In comparing different anti-HIV treatment regimens, the investigators found improvement or resolution was not significantly different between non-nucleoside reverse transcriptase inhibitor-based, protease inhibitor-based and boosted protease inhibitor-based regimens. Improvement was 2.7 times more likely among patients receiving boosted regimens than among those receiving unboosted protease inhibitor regimens, but the finding did not reach statistical significance (p = 0.08)
In interpreting these results, the investigators state, “Recent HAART [highly active antiretroviral therapy] use was the only factor associated with resolution and both HAART and chemotherapy were independently associated with improvement, suggesting that introduction of either HAART or chemotherapy can induce initial response to Kaposi sarcoma disease, whereas only HAART was associated with complete resolution of the disease.”

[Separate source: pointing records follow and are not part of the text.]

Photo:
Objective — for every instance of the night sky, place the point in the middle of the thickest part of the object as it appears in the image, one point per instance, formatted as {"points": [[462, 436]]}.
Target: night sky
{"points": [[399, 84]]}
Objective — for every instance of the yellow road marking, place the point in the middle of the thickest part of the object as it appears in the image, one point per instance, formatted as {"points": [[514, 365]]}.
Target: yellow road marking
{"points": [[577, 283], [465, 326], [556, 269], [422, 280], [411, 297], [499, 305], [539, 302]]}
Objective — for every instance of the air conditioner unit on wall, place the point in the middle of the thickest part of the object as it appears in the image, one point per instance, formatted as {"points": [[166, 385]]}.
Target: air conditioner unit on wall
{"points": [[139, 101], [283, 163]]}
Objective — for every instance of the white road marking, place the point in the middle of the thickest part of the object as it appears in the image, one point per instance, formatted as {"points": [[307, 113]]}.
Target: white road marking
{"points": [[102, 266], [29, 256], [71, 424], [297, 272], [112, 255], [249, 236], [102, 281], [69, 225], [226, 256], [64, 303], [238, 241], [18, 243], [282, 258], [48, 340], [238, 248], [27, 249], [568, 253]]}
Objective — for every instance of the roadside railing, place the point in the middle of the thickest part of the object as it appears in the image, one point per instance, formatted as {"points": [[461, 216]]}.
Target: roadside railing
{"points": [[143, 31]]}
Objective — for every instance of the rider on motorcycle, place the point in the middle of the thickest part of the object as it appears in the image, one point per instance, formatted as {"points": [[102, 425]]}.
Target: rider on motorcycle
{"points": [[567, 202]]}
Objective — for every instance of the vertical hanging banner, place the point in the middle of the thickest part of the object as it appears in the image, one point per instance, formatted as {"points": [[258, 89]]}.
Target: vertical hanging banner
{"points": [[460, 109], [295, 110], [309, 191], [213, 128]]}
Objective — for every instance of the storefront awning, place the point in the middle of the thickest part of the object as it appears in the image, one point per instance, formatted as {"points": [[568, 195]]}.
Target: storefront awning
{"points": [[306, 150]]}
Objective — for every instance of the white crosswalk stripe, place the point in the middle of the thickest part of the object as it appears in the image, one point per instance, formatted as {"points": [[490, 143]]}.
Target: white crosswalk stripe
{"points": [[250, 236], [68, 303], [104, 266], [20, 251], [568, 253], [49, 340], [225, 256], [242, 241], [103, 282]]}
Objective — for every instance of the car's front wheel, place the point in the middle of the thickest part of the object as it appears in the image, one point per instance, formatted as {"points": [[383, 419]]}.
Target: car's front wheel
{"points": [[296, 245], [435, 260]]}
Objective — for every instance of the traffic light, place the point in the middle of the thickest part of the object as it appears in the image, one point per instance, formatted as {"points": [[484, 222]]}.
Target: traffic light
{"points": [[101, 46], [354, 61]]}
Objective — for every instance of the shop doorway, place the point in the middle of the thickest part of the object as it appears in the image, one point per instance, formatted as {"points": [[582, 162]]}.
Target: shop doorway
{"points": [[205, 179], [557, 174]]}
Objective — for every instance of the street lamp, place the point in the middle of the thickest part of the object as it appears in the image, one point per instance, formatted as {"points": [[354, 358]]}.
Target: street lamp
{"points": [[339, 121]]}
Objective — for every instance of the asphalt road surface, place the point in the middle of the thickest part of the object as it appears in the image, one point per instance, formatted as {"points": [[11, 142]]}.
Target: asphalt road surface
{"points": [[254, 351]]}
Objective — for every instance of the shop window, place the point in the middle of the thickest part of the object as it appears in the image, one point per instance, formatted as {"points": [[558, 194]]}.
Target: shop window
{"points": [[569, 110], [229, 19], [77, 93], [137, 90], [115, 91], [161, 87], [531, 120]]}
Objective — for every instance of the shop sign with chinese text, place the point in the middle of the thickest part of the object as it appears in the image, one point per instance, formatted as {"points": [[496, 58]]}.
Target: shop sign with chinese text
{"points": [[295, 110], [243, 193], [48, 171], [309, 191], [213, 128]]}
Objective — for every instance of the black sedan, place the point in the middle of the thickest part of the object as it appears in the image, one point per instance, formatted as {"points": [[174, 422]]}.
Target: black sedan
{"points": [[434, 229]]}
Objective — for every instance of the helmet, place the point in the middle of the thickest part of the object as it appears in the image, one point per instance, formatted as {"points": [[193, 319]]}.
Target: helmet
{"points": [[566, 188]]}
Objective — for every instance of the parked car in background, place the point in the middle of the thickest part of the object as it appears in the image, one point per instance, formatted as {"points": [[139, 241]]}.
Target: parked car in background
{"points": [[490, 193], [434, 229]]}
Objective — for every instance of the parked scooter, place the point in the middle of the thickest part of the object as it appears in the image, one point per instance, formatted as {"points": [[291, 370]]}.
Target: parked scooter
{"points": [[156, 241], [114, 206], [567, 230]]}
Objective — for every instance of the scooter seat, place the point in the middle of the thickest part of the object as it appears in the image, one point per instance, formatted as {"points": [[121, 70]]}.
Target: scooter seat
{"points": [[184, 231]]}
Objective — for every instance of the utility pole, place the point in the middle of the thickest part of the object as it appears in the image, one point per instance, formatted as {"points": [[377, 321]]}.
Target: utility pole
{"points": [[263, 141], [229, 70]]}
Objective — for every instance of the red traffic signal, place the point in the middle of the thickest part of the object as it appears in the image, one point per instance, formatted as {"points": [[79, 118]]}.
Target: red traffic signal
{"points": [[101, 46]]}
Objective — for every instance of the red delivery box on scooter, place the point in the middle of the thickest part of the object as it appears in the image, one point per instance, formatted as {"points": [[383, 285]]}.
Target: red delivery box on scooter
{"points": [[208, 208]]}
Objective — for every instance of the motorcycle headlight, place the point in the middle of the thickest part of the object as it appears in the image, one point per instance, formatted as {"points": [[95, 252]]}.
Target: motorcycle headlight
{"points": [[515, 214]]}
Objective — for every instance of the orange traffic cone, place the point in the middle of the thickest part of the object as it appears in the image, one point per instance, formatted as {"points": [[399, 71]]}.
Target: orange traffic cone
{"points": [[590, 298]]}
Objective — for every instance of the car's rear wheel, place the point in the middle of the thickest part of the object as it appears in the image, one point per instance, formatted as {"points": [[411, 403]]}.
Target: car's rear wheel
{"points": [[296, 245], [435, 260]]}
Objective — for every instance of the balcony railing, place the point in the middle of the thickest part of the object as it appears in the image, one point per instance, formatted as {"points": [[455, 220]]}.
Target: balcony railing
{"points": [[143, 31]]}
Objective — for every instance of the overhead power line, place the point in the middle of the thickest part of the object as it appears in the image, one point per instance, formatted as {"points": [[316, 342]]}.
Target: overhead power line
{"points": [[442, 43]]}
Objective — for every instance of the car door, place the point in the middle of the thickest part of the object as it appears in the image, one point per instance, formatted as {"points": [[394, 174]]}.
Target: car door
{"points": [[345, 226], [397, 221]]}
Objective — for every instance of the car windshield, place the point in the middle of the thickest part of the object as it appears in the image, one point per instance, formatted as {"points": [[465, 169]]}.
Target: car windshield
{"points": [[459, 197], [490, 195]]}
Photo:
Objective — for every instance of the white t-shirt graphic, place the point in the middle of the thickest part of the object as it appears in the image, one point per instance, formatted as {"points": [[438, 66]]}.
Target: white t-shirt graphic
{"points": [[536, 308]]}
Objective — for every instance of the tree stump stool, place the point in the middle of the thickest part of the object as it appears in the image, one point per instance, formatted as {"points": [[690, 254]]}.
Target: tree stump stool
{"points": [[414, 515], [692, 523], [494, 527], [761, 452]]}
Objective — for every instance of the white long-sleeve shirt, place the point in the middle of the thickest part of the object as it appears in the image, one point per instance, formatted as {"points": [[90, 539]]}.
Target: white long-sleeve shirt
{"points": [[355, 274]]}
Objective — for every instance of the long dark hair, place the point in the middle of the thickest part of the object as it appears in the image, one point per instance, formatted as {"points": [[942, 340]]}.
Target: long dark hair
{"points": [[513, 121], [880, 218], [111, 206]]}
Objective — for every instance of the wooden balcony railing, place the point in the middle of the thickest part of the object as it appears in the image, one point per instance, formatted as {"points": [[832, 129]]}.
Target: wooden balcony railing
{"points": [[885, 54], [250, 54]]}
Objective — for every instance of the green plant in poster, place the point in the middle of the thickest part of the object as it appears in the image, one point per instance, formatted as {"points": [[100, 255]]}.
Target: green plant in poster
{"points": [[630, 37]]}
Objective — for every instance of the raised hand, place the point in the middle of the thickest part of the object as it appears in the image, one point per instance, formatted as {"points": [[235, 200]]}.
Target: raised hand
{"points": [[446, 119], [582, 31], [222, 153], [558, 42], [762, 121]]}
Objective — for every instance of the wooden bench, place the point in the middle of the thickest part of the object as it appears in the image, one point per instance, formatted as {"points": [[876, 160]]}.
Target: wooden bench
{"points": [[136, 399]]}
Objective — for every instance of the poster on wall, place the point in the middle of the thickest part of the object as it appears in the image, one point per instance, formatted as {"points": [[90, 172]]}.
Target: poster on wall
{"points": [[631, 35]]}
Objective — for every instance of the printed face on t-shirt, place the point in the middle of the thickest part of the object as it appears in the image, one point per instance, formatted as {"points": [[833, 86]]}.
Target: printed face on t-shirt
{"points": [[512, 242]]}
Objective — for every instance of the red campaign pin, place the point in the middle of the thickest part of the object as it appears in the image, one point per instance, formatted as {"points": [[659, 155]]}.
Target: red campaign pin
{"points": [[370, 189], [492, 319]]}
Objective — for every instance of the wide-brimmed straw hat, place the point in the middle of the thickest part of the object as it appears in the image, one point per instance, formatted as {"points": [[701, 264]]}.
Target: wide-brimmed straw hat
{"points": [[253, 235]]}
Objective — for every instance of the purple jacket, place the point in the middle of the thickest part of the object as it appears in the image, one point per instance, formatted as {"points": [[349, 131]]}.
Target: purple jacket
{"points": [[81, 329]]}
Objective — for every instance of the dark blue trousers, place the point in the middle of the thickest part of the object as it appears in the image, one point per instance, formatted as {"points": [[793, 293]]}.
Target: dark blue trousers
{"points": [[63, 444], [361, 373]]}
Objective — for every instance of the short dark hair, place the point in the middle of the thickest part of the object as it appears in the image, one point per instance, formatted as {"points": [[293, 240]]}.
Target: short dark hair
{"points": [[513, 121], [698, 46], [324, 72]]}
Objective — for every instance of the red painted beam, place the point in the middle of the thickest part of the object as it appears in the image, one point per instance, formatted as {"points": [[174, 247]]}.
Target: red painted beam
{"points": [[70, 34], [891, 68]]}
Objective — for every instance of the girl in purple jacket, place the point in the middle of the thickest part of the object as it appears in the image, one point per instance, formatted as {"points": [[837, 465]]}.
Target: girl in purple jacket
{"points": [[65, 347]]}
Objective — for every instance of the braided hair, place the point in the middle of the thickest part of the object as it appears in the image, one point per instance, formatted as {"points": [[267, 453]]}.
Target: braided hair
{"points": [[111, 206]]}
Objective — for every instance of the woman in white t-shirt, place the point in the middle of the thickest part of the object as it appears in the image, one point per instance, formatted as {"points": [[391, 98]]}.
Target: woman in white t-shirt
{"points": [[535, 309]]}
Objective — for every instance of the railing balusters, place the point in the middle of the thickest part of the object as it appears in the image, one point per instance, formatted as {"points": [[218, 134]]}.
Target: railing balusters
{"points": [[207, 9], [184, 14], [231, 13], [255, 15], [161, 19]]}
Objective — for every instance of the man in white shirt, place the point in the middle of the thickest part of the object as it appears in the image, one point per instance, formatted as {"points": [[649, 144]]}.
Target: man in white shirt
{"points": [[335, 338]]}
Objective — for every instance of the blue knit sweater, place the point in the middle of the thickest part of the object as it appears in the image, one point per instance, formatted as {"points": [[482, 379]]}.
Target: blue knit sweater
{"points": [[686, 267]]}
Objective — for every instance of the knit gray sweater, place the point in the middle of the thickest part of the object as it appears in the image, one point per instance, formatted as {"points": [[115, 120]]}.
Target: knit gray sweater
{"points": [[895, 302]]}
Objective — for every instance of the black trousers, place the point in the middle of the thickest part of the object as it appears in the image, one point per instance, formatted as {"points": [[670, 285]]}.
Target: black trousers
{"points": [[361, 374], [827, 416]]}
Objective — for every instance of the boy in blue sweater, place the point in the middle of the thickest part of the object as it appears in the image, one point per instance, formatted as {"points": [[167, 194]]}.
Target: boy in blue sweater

The investigators acknowledge that during the follow-up period, 23% of patients died. Since death was likely not independent of response, this may have inflated the response rates, they write. The study lacked statistical power to address this question and the investigators finish by calling for further study and improved statistical analyses to eliminate some of the confounding factors present in their study.
Nguyen HQ et al. Persistent Kaposi sarcoma in the era of highly active antiretroviral therapy : characterizing the predictors of clinical response. AIDS 22:937 – 945, 2008.